I like being able to share a specific component from a page. For instance, you might want some advice from certain people about an aspect of an idea that’s under consideration. You could draft up a paragraph, make it a component, and copy that component into a Teams group chat. The permission assigned to the component allows anyone in the tenant to edit the content, so you can invite anyone to contribute to your discussions via the group chat without needing to grant them access to the workspace or page.
Printing, Final Versions, and Compliance
The Loop app doesn’t include a way to print a page or complete workspace. If you want to save information that’s been worked on in Loop in a form that makes it accessible to eDiscovery and suitable for long-term retention as a final version (record) of decisions reached and the underlying discussions, you’ll need to copy and paste content from Loop to another app, like Word. Pasting text into Word works fine, even if the text pasted in from Loop uses an odd font.
Issues do crop up when Loop components are included in the content copied from Loop because the paste operation attempts to insert a URL and other information pointing to the component. To see the actual component, you’ll need to take the option to copy the component and paste the link created by the Loop app into Word Online (Word desktop doesn’t currently support Loop components). There’s no doubt that people will want to preserve the output of their efforts, so hopefully, Microsoft will smoothen the process of generating Word (and maybe PDF) output from a Loop page or workspace.

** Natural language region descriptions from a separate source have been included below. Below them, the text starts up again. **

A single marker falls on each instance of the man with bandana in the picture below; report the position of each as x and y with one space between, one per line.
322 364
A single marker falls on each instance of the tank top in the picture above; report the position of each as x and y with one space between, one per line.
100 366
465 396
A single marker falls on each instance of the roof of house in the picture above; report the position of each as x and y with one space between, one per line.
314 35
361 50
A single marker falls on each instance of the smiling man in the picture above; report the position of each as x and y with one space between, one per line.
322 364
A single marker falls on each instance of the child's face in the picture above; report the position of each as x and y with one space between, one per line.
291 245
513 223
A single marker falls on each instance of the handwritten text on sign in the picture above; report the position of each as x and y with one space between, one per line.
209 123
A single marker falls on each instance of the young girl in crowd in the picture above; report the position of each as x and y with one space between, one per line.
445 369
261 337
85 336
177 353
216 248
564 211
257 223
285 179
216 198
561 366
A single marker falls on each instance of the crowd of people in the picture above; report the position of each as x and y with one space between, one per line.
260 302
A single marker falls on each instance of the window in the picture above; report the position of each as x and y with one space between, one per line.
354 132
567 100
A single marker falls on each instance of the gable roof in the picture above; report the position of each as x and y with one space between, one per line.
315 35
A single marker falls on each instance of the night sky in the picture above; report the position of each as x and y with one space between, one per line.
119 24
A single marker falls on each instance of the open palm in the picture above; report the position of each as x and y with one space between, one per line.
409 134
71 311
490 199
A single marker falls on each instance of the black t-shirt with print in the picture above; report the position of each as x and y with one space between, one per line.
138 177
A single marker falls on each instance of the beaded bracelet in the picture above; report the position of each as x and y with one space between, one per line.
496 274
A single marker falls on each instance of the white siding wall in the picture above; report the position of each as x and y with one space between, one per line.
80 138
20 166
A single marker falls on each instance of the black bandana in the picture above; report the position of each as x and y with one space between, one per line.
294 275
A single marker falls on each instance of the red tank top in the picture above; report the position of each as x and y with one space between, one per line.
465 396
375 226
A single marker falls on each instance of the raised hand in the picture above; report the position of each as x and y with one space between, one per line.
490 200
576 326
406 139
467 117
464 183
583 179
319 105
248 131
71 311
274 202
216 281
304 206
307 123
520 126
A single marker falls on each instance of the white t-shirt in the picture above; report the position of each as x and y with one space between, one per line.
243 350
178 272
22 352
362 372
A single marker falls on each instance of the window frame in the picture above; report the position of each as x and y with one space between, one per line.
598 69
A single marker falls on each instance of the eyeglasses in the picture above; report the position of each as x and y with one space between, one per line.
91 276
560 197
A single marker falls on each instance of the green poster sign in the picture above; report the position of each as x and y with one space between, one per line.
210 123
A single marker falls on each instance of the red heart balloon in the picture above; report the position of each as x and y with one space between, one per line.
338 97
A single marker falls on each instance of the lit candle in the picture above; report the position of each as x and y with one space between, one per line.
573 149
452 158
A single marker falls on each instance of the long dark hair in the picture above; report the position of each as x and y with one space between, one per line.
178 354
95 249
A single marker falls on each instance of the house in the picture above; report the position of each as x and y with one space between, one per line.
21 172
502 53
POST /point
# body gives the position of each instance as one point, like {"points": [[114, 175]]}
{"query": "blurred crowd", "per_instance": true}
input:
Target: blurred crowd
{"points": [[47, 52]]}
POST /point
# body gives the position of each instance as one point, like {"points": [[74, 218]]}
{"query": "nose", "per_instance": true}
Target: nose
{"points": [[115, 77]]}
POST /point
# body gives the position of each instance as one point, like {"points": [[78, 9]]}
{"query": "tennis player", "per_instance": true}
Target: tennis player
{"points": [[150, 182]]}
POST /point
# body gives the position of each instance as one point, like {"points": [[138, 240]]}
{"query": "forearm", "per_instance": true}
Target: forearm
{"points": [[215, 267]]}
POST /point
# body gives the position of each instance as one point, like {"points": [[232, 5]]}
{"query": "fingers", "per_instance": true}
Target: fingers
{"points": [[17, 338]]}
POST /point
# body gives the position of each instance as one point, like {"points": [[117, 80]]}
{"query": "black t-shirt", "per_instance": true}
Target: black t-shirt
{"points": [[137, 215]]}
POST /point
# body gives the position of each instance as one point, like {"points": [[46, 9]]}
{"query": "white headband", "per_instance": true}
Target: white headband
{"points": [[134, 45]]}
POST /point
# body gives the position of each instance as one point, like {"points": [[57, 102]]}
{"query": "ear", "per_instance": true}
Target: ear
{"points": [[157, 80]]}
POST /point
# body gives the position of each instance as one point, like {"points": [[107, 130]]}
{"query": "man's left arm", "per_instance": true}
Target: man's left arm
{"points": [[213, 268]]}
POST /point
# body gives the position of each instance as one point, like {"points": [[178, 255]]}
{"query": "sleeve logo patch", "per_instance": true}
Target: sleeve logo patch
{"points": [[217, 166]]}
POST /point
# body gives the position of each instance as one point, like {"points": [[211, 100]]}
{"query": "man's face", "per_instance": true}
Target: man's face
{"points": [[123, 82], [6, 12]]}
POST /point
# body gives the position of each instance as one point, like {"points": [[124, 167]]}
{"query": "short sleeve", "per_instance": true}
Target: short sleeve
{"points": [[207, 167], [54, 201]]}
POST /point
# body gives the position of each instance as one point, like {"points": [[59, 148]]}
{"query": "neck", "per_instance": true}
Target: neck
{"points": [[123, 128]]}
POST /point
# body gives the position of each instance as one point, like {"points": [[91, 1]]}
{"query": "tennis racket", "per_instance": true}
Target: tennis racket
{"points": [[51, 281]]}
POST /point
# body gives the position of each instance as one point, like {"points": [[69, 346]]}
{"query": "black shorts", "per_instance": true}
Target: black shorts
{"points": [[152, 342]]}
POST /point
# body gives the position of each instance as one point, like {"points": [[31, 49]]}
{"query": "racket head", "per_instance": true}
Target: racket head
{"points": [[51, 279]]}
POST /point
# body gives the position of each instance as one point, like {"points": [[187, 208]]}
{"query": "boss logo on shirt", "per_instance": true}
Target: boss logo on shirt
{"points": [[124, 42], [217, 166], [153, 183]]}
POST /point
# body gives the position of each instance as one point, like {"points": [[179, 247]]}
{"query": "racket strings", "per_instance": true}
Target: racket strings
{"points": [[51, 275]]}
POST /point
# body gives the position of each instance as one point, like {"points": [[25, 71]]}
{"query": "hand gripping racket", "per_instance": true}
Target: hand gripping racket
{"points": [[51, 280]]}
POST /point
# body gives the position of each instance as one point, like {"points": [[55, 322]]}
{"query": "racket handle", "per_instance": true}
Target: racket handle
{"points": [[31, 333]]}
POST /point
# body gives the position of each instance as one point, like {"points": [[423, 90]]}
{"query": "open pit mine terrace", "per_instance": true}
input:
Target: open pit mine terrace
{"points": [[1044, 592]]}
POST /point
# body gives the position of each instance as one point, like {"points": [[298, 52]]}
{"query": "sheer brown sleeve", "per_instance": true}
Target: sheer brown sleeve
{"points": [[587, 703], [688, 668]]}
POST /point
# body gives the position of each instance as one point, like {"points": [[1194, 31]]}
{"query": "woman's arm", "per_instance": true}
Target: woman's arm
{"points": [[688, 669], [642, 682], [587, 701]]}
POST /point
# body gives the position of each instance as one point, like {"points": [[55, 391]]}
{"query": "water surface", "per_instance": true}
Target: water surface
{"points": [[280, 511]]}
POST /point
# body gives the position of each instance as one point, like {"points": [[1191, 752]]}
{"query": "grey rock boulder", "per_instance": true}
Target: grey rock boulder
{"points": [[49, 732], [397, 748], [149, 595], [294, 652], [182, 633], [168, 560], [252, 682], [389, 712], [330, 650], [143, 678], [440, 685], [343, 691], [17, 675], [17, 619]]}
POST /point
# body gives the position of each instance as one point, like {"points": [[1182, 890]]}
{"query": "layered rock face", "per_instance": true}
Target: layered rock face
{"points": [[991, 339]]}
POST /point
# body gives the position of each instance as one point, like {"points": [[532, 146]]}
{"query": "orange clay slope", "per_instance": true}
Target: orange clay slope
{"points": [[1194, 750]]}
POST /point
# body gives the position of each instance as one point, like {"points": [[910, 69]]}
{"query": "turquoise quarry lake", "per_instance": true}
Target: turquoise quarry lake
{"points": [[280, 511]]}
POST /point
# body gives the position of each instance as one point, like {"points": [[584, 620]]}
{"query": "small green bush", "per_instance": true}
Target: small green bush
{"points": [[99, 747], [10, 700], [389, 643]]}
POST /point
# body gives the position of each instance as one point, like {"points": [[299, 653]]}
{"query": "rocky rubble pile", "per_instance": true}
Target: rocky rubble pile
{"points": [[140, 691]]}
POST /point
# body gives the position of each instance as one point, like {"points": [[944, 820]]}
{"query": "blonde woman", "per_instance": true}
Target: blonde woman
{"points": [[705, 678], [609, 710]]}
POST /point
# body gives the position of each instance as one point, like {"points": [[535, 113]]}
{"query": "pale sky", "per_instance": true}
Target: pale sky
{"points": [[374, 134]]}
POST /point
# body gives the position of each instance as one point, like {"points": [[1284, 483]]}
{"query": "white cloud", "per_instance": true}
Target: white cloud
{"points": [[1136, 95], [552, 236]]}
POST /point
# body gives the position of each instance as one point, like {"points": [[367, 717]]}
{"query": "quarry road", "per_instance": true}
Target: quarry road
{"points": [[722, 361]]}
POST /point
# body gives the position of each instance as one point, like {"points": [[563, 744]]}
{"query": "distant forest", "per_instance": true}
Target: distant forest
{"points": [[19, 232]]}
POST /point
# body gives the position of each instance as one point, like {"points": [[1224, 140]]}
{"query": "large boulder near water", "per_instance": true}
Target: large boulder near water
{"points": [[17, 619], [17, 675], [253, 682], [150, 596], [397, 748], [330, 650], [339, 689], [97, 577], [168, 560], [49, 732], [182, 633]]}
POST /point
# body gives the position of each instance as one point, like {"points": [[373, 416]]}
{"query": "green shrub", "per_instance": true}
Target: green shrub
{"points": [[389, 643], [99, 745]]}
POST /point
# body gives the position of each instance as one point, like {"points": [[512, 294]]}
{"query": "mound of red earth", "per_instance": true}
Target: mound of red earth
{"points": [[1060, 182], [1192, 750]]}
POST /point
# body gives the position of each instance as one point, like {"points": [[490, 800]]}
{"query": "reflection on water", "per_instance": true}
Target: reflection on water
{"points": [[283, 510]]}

The Loop app doesn’t support the assignment of retention or sensitivity labels to workspaces either, so Loop is not a good choice for information that requires this kind of compliance oversight and protection. Content stored in the Loop app is invisible to eDiscovery (standard or advanced), probably due to the special SharePoint Online storage used by Loop. On the other hand, Loop components created in Teams and Outlook can be searched by eDiscovery, even if any content that’s found needs some extra work before it’s useful to investigators. Microsoft says that they’re working on a third-party eDiscovery export tool for Loop components.
The External Question
Loop is a nice way for people to work within the same tenant. I’ve heard some of the more enthusiastic Microsoft marketeers call Loop “magical.” But that’s marketing, and we live in the real world where things aren’t quite so magical.
Like Loop components in Teams and Outlook, the Loop app fails once collaboration with external people becomes necessary. You can’t share a workspace with anyone outside the tenant, including guest accounts. You can’t share a page or a component either. The Loop magical mystery tour remains inward-focused.
Given the investment in Azure AD B2B Collaboration and Direct Connect (as used for Teams shared channels), I think this is a missed opportunity and I hope that Microsoft addresses the need for secure external collaboration in Loop soon. If the Office applications can handle co-authoring with guest accounts, the Loop app should be able to. Until it, I can’t use the Loop app for anything serious because most of my work involves external people. But inside a large enterprise, I can see how people will take to the Loop app and embrace its capabilities to work in a very different way.